On Tuesday morning, amid a move to Washington, DC, I slipped on ice and injured my ankle. I toughed it out and made the trip down amid the pain. It was really bothering me and the next morning, I relented and called my insurance company to ask for advice on where to go and what was covered, etc. because I've never been admitted to a hospital before and have never used this insurance before. I'm on my school's health insurance plan which they require if you don't have other insurance and it's pretty bare bones.
The insurance agent basically tells me I have two options. I can go to the ER, pay a $100 copay plus 20% of the total ER bill, or I can go to a walk-in center and pay a $25 copay. Well, being a student, with a very limited income and facing a pricey move to a pricey real estate market, I opted to just to the walk-in.
It was a roach motel. A box where I sat and waited as incompetent nurses fumbled about and talked among themselves as patients waited to be seen. It took 2 hours just to get into the back room, where I waited another hour to see a nurse, and then another hour to get an Xray. Of course, inbetween that time, the doctor stopped in briefly and ordered an xray, but the nurse came in a half hour later and started just wrapping me up in an ace bandage, not even a splint. I finally get the Xray administered and two nurses struggle to put the splint on me and put me on crutches and push me out the door.

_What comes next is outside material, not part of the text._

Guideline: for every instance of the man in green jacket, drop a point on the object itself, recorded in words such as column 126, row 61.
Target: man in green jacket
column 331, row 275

Fast forward to earlier today. I'm sitting icing my ankle with my leg elevated and i see something weird. My foot is tremendously swollen. It looks like a balloon. I go to the ER because I know something is wrong and at this point I'm willing to spend the money to see what is. I see a doctor within a half hour and he tells me the splint was too tight and wasn't allowing my veins to bring the blood out my foot. Within the course of an hour I was evaluated, they put on a new splint and I was out the door. I even had a TV to watch as I waited for the PA.
It was two totally different experiences. One affordable, the other not. I don't really know where I stand in the health care debate, and I don't want to drag that into this. I just wanted to share with those interested my back-to-back experience of the two different types of emergency care offered in this country, and my reassurance that something must be done to close this gap.